İlk Derece Mahkemesince yargılama sırasında dosyada mevcut tanık A. Y’a ait dilekçenin incelenmesinde özetle çalışmakta olduğu atölyeye geldiğinde Ö ve H’ın alkol aldığını, ve ne olduğunu bilmediği sigara şeklinde bir şeyler içtiklerini, ot olduğunu düşündüğünü, H ve Ö gel otur iç’ deyince içmek istemediğini, zorla ve tehditle ot olduğunu düşündüğü şeyden içirdiklerini, bir nefes alınca kendini iyi hissetmeyerek oturduğu yerde uyuyakaldığını belirtmesine ve duruşmada yeminli olarak dinlenen beyanında “Ben davalı işyerinde 2016 yılında işe girdim, halen makine bakım işçisi olarak çalışıyorum, davacıyı şahsen tanırım, davacı da benimle aynı işi yapıyordu, … davacı ile aynı vardiyada idik, davacı işe geldiğinde alkollü idi, akşam 20.30’da vardiyaya gelmiştik, gece 00.00’da makineler durdu, sonrasında davacı yanında getirdiği alkolü atölyede içmeye devam etti, Ö. Ş geldi, elinde dumanlı bir içecek vardı, ancak Ö. Ş alkol almadı, ben çalışmaya devam ettim, H. usta bana alkol verdi, ısrar edince bende içmek zorunda kaldım, sonrasında uyuyakalmışım, uyandığımda saat 05.30 civarı idi, tütün içmedim, sadece alkol içtim, H. usta “iç birşey olmaz” dedi, bende ısrarına dayanamayıp içtim, bana zorla tütün içirilmesi söz konusu değildir, uyandıktan sonra işime devam ettim, sabah gelen Y. Beye durumu izah ettim, H. ustanın gece alkol aldığını, bu sebeple bir iş yapamadığımızı söyledim, birimde sadece ikimiz vardık, o sebeple bizi kimse görmedi, Ö. Ş yanımıza geldi, o sadece tütün içti, alkol almadı, … bana kimse zorla ot içirmedi, alkol aldığım için uyuyakaldım, o gece davacı H. ile alkol aldık,” şeklinde ifade verdiği de göz önüne alındığında davacı ve Ö’in iş akitlerinin feshedilmesine rağmen tanık A. Y’ın iş akdinin feshedilmediği anlaşılmıştır. Buna göre davalı işverenin eşit işlem borcuna aykırı olarak davacının iş sözleşmesini feshettiği, feshin bu sebeple geçersiz olduğu sonucuna varılmıştır. Mahkemece davacının işe iadesine karar verilmesi gerekirken yanılgılı değerlendirme ile davanın reddine karar verilmesi hatalı olmuştur.
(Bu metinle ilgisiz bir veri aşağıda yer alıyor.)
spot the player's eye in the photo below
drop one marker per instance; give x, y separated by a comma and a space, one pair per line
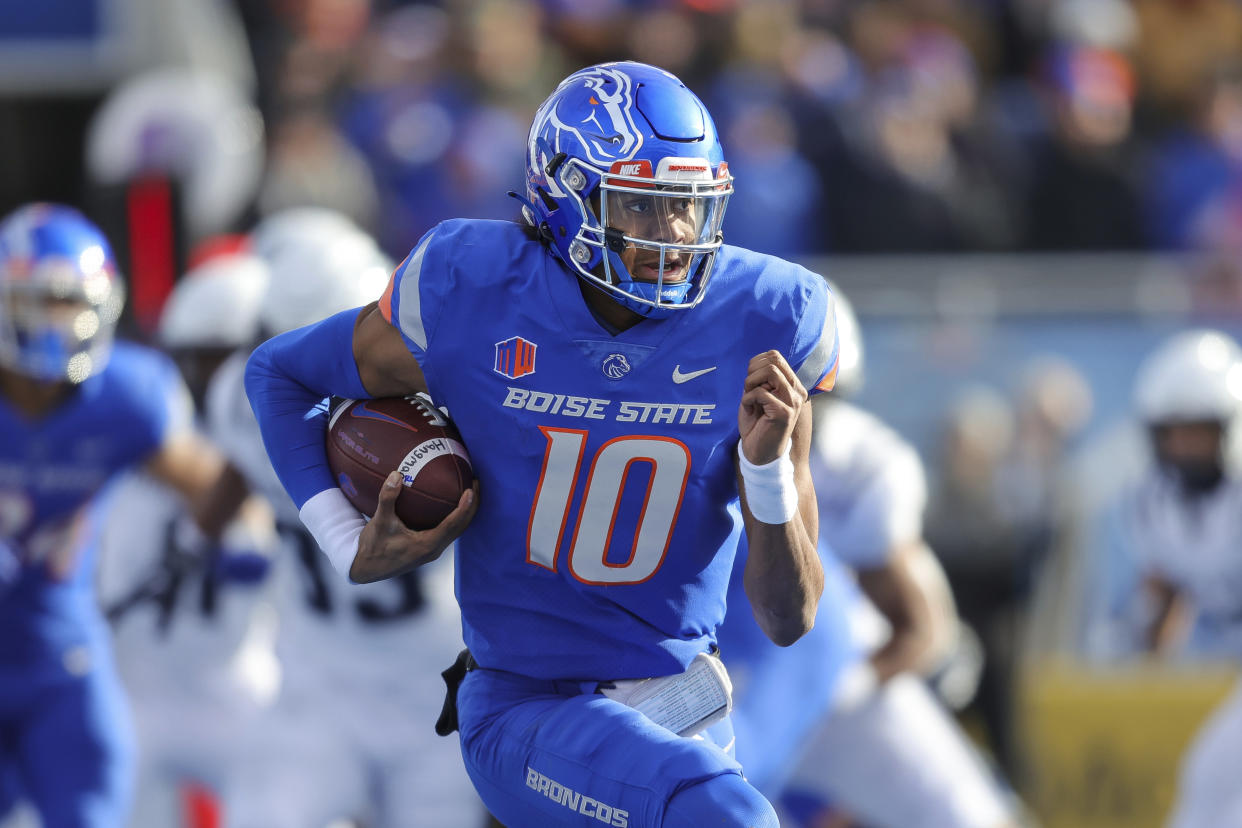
637, 206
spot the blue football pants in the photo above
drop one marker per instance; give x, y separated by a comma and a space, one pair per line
552, 754
67, 744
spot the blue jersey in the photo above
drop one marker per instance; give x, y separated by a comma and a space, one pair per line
51, 472
604, 541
Açıklanan sebeplerle, davacının istinaf başvurusunun kabulü ile HMK.nun 353/1-b.2 maddesi gereğince uyarınca, İlk Derece Mahkemesi kararı ortadan kaldırılarak yeniden esas hakkında karar verilerek aşağıdaki gibi hüküm kurulmuştur.
HÜKÜM: Yukarıda açıklanan nedenlerle:
1-Davacının istinaf başvurusunun KABULÜ ile, HMK 353/1-b-2 maddeleri gereği ilk derece mahkemesi kararının ORTADAN KALDIRILMASINA ve ilk derece mahkemesi kararı tamamen ortadan kalkmakla, ilk derece mahkemesi kararı yerine,
Davanın KABULÜ ile;
a-Davalı işverence yapılan feshin GEÇERSİZLİĞİNE ve davacının İŞE İADESİNE.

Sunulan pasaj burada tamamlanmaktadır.